Happy Hunting


A lot has changed for Laurie Berkner since the release of her last CD, 2002’s award-winning Under a Shady Tree. Her husband, Brian Mueller, left the band to attend grad school; the group became a staple on the Noggin channel, appearing in music videos between programs and on Jack’s Big Music Show; and the queen of kindie rock became a mom herself. Now the band is back with Rocketship Run, a concept album about hunting for treasure, aimed at the preschool set. Time Out Kids caught up with the Manhattan-based musician to talk about the new disc and why it took so long to get here.
Why the six-year gap between albums?
I do albums when I feel inspired. While I was pregnant and when my daughter, Lucy, was little, I was pouring all of my creativity into my daily life.

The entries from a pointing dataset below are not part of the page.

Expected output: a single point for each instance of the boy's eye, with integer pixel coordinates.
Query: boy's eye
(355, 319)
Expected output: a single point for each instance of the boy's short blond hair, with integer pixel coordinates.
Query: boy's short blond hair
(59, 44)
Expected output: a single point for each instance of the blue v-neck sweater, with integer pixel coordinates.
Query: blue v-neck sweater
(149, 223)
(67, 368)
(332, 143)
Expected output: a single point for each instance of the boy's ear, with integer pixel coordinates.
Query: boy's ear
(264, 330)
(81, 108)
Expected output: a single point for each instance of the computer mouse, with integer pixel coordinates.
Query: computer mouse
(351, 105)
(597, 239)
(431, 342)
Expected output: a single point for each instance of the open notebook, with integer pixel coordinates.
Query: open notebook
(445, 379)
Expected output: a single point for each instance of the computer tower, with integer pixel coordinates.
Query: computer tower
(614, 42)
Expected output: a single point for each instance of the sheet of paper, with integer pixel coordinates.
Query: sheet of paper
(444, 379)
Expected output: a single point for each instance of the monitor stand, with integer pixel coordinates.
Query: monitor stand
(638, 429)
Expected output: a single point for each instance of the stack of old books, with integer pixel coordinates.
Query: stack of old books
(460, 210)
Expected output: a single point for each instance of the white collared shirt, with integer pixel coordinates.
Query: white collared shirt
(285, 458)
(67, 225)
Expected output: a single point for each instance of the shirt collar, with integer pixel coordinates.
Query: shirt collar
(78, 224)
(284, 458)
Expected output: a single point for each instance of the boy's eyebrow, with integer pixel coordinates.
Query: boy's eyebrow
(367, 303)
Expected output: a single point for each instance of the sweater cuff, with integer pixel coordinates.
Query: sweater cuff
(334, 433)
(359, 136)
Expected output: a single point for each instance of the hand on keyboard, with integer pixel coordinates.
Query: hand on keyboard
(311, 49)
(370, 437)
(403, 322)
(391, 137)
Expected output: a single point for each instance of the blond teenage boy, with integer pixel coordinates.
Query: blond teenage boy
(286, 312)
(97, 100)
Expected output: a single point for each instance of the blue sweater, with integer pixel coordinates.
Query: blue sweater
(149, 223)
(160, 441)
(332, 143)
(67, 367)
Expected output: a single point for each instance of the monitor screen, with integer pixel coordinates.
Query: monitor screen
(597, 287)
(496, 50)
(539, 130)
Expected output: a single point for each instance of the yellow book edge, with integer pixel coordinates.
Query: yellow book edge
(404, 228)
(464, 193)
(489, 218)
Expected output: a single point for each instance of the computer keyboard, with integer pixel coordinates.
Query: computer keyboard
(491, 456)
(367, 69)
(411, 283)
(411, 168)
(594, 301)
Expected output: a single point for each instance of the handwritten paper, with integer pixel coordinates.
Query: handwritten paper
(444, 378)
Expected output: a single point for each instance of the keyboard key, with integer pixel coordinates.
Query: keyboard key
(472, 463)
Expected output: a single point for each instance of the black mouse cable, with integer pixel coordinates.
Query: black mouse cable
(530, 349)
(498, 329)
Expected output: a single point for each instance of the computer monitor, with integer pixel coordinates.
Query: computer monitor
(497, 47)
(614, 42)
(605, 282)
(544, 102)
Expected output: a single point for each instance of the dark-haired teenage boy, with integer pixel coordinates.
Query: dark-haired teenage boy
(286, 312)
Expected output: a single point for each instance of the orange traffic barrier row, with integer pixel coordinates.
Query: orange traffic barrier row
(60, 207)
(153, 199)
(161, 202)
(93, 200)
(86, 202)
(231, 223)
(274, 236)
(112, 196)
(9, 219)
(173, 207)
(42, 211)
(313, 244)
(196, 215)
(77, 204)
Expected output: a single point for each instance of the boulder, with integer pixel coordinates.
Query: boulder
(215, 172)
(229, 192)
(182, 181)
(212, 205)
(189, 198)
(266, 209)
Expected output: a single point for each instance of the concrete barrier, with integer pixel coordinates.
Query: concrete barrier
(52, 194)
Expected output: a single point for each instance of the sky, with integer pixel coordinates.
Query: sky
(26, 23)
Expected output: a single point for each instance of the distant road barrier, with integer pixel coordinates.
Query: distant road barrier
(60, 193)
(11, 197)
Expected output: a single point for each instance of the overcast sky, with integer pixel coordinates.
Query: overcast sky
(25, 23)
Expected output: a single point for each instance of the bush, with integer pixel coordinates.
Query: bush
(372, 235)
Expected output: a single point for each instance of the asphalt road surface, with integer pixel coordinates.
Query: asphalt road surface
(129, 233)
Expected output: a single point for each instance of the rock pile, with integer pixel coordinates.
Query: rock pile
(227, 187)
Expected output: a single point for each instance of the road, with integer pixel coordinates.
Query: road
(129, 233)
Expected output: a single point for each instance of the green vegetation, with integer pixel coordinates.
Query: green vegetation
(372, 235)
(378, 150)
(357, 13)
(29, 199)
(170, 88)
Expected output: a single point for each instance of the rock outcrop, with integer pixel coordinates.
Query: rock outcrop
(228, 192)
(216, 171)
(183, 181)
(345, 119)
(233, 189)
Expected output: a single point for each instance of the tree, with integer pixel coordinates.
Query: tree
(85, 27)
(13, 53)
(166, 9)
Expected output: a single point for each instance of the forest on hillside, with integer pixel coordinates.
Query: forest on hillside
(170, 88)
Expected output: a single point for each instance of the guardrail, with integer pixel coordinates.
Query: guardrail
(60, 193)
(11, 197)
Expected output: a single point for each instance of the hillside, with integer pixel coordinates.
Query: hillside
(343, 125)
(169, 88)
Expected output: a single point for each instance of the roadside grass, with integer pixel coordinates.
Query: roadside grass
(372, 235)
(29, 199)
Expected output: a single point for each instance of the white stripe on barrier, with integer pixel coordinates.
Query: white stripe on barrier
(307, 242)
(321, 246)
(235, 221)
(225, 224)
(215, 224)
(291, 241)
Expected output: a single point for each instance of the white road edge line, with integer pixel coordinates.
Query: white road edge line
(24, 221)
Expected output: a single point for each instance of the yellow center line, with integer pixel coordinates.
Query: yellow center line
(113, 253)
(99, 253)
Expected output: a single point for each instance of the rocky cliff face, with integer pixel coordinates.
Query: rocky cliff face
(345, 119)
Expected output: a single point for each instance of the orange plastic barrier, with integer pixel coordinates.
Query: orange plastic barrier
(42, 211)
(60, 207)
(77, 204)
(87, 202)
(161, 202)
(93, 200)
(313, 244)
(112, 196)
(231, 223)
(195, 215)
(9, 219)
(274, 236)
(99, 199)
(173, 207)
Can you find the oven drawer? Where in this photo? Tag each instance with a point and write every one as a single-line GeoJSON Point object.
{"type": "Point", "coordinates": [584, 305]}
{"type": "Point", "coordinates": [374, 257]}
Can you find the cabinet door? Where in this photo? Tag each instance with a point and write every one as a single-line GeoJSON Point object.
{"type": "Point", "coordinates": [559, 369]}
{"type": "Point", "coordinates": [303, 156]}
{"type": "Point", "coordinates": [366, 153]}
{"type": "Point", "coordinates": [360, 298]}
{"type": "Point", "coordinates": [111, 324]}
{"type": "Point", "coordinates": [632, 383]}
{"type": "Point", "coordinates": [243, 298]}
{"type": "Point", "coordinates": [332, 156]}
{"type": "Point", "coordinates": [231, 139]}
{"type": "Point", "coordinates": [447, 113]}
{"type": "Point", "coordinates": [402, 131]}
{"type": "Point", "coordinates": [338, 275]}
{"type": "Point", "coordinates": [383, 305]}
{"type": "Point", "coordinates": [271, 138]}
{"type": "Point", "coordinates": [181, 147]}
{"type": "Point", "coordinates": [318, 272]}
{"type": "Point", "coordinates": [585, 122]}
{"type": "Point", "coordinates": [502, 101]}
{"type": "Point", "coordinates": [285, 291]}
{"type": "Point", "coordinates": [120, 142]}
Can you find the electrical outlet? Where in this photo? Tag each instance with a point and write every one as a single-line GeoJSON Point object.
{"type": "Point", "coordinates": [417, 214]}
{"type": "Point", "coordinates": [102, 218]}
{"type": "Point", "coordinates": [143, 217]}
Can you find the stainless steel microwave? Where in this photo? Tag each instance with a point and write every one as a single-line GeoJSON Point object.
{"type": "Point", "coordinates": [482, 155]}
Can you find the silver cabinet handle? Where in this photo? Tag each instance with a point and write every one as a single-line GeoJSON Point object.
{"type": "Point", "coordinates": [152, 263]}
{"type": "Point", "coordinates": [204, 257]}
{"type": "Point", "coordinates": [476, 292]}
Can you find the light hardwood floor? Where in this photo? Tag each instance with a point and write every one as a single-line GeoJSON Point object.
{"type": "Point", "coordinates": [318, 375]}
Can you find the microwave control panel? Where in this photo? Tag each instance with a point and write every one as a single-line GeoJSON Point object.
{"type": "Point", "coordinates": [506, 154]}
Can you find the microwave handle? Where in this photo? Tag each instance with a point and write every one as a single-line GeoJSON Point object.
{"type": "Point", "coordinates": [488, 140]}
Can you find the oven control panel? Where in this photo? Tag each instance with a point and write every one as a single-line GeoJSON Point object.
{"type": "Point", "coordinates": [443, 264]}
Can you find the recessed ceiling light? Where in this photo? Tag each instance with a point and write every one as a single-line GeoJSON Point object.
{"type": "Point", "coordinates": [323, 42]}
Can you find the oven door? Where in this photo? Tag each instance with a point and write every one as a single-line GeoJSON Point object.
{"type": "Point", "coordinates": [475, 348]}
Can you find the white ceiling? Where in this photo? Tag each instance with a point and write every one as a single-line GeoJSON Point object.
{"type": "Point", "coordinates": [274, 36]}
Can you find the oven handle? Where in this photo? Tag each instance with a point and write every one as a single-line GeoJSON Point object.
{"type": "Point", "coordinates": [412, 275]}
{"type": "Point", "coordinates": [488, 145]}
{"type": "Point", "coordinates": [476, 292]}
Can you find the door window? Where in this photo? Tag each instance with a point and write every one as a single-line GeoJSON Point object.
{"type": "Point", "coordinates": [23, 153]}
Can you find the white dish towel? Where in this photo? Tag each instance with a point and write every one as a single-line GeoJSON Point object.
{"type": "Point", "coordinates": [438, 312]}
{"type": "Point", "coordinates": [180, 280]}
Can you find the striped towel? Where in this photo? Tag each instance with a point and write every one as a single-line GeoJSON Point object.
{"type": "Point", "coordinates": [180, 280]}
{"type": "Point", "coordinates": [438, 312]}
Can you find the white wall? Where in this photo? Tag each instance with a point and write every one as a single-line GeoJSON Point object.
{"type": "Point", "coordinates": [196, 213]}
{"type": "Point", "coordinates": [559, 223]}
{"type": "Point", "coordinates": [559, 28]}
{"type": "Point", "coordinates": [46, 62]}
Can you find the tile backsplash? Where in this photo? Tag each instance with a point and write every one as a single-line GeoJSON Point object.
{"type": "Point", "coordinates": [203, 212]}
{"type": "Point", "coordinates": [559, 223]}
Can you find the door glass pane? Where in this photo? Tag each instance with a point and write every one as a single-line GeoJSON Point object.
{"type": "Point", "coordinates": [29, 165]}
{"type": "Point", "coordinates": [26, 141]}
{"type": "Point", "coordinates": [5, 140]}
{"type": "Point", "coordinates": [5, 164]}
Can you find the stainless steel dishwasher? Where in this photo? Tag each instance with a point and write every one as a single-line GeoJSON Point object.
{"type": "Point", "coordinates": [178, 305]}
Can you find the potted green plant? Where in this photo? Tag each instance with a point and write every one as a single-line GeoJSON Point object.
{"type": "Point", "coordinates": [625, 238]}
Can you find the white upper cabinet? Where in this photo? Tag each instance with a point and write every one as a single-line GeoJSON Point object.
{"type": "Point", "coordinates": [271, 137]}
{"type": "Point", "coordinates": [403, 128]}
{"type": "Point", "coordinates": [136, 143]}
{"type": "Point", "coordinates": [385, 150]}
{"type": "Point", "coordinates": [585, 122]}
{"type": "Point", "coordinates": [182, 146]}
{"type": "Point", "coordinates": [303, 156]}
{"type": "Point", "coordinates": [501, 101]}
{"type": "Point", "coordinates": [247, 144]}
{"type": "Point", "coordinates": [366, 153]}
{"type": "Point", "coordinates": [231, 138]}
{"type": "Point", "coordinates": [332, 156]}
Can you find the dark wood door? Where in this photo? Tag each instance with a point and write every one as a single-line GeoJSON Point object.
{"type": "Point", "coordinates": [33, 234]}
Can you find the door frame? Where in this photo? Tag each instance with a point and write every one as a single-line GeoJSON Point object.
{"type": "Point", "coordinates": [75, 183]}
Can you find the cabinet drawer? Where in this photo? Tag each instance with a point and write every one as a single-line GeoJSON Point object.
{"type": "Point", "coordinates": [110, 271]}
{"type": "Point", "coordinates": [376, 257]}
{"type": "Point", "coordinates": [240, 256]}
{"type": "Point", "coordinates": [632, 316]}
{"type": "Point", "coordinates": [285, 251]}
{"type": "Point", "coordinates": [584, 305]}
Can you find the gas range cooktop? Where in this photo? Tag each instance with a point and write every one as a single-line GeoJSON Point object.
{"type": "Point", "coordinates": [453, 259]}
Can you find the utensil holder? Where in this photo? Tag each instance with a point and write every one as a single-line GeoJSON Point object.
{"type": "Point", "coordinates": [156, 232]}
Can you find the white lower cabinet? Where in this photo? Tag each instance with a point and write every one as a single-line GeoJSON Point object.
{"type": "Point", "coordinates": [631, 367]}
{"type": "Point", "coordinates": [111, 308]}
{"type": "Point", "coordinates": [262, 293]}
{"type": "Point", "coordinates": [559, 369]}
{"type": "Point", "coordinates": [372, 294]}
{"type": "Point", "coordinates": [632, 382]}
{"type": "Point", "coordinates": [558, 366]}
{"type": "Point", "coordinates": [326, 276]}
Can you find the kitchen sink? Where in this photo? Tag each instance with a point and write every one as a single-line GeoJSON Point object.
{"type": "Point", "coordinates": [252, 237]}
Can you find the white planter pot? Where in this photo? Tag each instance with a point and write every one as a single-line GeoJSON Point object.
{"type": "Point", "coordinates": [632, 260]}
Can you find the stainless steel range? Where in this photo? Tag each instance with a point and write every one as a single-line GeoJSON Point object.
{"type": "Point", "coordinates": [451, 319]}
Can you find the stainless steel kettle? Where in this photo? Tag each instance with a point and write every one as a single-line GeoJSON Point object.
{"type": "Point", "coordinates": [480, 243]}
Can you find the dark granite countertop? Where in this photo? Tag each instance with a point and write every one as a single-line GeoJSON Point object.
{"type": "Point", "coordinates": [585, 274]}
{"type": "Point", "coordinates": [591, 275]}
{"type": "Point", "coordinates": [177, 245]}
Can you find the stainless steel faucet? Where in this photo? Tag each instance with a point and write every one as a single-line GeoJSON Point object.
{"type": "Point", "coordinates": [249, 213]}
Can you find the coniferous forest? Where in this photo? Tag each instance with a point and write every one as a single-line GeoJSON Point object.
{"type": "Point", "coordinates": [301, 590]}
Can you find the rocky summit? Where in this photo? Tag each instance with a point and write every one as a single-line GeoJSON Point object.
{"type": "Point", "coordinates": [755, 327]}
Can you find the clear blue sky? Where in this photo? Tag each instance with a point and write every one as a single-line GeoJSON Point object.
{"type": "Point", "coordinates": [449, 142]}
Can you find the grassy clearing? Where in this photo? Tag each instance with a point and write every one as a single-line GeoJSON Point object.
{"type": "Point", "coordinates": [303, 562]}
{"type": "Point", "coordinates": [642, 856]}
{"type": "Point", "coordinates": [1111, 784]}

I had to wait until Lucy [now 3] was old enough so that I could find time for an album. It took almost a year to write, arrange and record.
Has becoming a mom changed your music?
Lucy’s part of why I got interested in writing again. The songs I wrote when she was younger were very personal, very mother-to-child, but that’s not the kind of CD I make. I tend to write from the kid place in me, and those songs started coming out as Lucy got older and being with her became more of an interactive experience.
Rocketship Run features myriad musical styles—ska, a jig, folk, lullabies—and the recurring theme of “Going on a Hunt.” Did you conceive it as a concept album?
By the end, yes, but not at the beginning. “Going on a Hunt” was something I would sing with Lucy around the house when we lost things; the song just kept growing and growing. Making the CD was a journey, and that’s exactly what the album is about.
The album’s accompanied by a booklet. How does it fit into the disc’s concept?
It has pages of composite pictures of real landscapes, and there’s a magnifying glass and hidden treasure to find on each page. We put as much work into the booklet as we did into the music. I had no idea it would be so epic.
Is it strange being a rock goddess to this age group?
It’s so funny. There are all these people who write to us and are such loyal, loving fans, who know every word by heart. Then, on the other hand, there are all these people who don’t know us at all. Like when we went on The View, Whoopi said something like, “Are they anything like the Wiggles?” There’s a thick black line between the people who know us and the ones who have no idea who we are.